The Power of Big Sugar

With the amount of political clout and influence that sugar producers have on government officials, it is hard to know who is regulating whom. In 1996, Vice President Al Gore proposed a penny-a-pound tax on sugar producers that would go towards restoration of the Everglades. Hours later, sugar baron Alfonso Fanjul called President Clinton. The bill was dropped. Nearly two decades later, the government still cannot rein in Big Sugar.

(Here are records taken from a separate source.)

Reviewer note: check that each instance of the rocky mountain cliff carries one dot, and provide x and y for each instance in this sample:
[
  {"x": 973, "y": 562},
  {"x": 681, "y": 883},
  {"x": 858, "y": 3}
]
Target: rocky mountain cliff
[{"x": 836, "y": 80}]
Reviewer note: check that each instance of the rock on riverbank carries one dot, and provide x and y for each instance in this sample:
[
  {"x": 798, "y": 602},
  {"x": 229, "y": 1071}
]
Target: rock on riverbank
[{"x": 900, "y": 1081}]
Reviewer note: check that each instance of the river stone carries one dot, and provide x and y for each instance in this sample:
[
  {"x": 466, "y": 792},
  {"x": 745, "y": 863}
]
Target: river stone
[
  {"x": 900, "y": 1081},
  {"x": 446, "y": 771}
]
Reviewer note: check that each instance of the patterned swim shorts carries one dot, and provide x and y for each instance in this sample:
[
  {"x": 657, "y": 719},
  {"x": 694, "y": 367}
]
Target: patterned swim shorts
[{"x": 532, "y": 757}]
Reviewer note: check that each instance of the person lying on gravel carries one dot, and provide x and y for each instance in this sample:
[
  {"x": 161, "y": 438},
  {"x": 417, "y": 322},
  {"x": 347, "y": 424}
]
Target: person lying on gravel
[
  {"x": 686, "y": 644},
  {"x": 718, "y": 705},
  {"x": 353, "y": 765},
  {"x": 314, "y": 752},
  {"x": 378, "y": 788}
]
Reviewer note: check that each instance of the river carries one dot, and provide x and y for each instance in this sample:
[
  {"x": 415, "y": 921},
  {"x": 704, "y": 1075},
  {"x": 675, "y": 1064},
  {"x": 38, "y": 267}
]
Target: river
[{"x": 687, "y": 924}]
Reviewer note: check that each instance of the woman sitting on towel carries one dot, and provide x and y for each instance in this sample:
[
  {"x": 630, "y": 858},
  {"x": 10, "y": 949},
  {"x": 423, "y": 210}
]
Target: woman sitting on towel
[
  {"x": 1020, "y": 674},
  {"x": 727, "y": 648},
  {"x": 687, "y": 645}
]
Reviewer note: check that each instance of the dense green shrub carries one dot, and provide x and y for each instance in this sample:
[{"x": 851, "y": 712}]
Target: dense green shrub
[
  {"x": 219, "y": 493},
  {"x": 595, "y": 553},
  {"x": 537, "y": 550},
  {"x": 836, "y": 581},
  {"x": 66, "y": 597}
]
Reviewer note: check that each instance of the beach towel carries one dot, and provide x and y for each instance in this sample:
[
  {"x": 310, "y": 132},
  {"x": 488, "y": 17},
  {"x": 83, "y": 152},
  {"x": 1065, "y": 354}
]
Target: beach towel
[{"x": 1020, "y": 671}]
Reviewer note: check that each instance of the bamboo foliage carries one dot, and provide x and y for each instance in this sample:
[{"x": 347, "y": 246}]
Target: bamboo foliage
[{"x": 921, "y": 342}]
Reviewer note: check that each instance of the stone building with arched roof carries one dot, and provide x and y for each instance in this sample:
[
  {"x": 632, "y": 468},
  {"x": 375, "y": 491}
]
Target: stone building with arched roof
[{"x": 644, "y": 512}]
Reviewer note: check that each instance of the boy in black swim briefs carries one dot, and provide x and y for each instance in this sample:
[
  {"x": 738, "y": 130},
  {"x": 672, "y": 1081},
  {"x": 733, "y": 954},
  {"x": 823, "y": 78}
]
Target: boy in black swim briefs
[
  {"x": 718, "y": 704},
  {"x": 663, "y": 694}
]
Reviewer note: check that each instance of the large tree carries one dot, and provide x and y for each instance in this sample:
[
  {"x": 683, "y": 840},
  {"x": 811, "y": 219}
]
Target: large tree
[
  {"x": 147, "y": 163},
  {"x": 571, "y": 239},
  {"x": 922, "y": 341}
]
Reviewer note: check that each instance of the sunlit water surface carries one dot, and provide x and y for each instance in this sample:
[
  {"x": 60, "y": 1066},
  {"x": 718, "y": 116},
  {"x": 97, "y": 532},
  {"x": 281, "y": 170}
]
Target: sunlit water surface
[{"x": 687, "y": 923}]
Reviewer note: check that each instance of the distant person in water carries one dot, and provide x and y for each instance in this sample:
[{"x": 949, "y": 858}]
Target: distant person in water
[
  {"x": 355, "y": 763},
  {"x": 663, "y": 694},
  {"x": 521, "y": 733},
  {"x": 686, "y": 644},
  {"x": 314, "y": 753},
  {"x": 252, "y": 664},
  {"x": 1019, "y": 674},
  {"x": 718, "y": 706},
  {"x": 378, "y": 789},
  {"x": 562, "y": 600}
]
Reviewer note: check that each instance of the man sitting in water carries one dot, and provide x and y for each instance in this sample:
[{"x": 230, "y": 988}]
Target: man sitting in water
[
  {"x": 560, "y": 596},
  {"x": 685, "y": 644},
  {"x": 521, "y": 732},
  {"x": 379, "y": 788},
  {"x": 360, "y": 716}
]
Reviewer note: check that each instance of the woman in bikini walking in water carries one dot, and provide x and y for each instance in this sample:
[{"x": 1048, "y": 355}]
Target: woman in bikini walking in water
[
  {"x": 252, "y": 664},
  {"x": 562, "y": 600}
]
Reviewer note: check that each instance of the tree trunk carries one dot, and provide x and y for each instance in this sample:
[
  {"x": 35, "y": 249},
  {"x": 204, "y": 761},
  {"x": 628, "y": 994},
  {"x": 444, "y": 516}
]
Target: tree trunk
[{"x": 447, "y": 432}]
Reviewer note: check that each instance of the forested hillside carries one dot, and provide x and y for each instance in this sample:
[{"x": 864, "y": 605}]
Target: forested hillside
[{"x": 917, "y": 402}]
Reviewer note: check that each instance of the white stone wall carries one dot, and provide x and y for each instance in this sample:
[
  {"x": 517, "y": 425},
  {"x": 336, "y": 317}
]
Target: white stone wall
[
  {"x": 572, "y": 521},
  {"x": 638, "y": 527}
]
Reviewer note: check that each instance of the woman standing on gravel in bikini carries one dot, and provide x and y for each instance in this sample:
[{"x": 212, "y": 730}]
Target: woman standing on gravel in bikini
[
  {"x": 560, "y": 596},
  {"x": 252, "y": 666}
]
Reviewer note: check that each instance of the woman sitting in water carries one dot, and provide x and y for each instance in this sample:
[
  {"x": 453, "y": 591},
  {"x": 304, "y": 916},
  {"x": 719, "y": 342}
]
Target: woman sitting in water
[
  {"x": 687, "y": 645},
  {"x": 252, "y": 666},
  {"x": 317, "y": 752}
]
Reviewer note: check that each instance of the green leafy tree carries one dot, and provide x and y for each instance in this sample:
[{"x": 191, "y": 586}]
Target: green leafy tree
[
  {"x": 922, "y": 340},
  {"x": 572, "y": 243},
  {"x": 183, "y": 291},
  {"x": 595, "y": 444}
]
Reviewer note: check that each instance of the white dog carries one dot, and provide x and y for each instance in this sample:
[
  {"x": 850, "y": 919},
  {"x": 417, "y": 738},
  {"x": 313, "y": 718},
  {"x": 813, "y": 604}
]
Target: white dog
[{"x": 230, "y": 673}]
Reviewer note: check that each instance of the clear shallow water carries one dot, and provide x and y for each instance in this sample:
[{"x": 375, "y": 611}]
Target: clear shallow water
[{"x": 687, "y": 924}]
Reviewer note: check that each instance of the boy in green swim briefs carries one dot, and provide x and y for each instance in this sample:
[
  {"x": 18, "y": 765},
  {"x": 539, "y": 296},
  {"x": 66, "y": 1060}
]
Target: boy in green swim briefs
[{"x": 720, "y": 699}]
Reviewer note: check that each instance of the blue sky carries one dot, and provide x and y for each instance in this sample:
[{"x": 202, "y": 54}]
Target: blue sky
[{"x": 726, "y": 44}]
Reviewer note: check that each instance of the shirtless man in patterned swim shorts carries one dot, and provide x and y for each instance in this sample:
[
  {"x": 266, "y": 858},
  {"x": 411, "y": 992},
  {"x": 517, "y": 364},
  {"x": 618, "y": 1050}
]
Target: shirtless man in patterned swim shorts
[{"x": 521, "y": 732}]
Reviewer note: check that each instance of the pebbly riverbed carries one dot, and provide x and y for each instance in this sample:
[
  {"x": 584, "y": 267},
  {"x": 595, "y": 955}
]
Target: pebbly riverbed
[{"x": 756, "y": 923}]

The government even pays farmers to “voluntarily” stop polluting. The Obama Administration’s campaign to clean up the Everglades does not require any action from farmers. The 2012 White House Report "Restoring America’s Everglades" states that “population growth, development, the excessive drainage of wetlands, and the resulting changes in water flow and quality have caused great stress to this fragile ecosystem.” According to the report, commercial farms are not a point source of pollution. There is no mention of the two largest sugar farms (US Sugar Corp and Flo-Sun), which occupy over 385,000 acres, or 27 percent, of the land. When the report mentions farmers, it is only to stress the $370 million dollars that has gone towards “voluntary conservation activities on private working lands.” There is no compulsory action. The policy is not targeting the source of problem, but rather paying farmers to voluntarily make changes. The administration has dedicated over $1.5 billion towards the project, but, in order for policy to be effective, the US must address the source of the problem: Big Sugar.

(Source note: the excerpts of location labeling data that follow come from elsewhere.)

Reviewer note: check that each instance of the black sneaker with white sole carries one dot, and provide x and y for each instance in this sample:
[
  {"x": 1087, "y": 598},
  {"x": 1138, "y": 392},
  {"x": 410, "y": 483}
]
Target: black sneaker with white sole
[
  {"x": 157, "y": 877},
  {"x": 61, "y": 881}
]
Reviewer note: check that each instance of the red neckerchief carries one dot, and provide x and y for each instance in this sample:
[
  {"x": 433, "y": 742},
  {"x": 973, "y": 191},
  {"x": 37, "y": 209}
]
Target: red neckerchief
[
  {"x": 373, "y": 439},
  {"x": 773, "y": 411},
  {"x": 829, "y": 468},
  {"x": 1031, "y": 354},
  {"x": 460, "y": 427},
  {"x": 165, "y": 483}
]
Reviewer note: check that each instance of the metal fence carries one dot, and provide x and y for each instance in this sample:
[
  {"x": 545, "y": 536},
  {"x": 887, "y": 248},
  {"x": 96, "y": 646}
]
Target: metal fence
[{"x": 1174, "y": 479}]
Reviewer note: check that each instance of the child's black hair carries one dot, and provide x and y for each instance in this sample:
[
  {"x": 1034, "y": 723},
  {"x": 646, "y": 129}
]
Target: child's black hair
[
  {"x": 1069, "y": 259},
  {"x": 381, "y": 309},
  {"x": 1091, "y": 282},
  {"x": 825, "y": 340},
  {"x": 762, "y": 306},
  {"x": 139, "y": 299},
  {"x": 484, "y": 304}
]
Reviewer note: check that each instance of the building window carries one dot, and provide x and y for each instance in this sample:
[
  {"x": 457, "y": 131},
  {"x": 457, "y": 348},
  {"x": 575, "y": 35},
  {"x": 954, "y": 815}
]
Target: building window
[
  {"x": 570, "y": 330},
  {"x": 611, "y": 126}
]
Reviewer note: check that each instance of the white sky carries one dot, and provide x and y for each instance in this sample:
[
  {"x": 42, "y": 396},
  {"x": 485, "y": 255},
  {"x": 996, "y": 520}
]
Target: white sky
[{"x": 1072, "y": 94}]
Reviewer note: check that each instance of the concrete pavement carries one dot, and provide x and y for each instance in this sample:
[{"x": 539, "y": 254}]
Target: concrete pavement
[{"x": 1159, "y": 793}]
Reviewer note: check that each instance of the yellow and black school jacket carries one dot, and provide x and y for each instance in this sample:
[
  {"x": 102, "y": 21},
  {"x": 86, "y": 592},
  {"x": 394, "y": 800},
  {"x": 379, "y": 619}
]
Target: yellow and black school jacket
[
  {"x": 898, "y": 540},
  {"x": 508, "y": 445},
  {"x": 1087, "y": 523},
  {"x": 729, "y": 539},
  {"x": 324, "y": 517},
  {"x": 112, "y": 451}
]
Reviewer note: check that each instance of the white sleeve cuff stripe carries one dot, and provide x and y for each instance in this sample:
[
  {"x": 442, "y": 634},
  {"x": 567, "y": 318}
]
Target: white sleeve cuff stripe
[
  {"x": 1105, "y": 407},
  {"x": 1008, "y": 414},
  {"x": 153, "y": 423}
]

This is not a partisan issue. According to Florida Watchdog, in 2012, Flo-Sun (which is owned by sugar magnates, the Fanjul brothers) contributed nearly $50,000 to Marco Rubio’s Senate campaign and made significant contributions to both Republican and Democrats in Florida state government. Yes, both Republicans and Democrats are taking payouts from Big Sugar. In fact, donations by the sugar lobby (which amounted to as much as $6 million in 2014) are almost evenly split between the two parties. In fact, even when Congress was voting to cut other agricultural subsidies in the Farm Bill, both liberals and conservatives voted to protect the sugar protection laws.

Business versus business

And while some of the rational for supporting the import-quota is to protect American jobs, the sugar protectionism actually does more harm then good. According to a US Department of Commerce report, for every sugar-producing job that is saved with high sugar prices, three jobs in confectionery manufacturing jobs are lost. Most of this loss is due to relocation to other countries, such as Canada or Mexico, where sugar prices are lower. The National Confectioners Association, for example, calls for sugar reform to lower sugar prices. Companies, such as Jelly Belly, based in Fairfield, Calif., have begun to outsource to countries such as Thailand, where sugar prices are cheaper.

So if sugar protectionism is hurting the environment and the economy, how can we justify it? For once I am going to have to side with my dentist, the sugar’s just not worth it.